Supposedly there are Jewish families who, when they have dinner, serve an additional plate on their table. This additional plate is for in case the Messiah decides to come to earth and happens to be hungry. In that case he or she can always eat with the Jewish family in question. There is a deeply emancipatory logic in this idea that if the Messiah comes, it will be in the guise of a stranger, a traveller so to speak.
If the Messiah comes, he or she will be able to discern right from wrong, good from bad and justice from injustice. In short, he or she will be able to tell what the truth is. The fact that you wait for the Messiah thus automatically means that you acknowledge that you don’t know what the truth is now, in the present. Yet, the fact that you believe that he or she might show up one day makes you responsible to never stop asking these questions: What is right? What is good? What is just?
This logic is present in radical emancipatory politics as well. Although most activists would consider themselves to atheistic to believe in the coming of the Messiah, it could still be argued that activists consider their struggles as struggles for a better future, a future where their struggles will finally be rewarded. But, just as there is no guarantee that the Messiah will come, it is important to take into account that this better future should never be considered as a promised future. Something which is promised to you is something which you have a right to. The idea that someone has a more privileged right to the future than someone else seems profoundly totalitarian to me.

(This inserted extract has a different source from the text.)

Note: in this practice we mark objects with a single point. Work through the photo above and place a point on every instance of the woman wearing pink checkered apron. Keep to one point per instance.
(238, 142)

Walter Benjamin, one of the most creative and influential figures within twentieth century Marxism, once claimed that if the Messiah comes, it will be a historian. He or she will be able to tell the stories of all the victims which are now simply forgotten because history is written by the victors. Whereas the future will always be an abstract concept, history is at least something which happened. Although there must be victims of capitalism, of state-power, of patriarchy, of racism, of injustice which will always remain forgotten, some of these victims will have left traces. Traces which will help us think about the questions: What is right? What is good? What is just? Traces which will help us realize that if present day struggles will be beaten, there might always be a future where someone will find our traces and remember these struggles as they where meant.
Yet, this will always be a future which might be, there is no guarantee that it will come. It could very well be that these struggles where fought completely in vain. As such, it’s better to look at the past and leave the future open than to fight for a future while forgetting your past. Just as the waiting for the Messiah should be considered as more messianistic than the actual coming of the Messiah.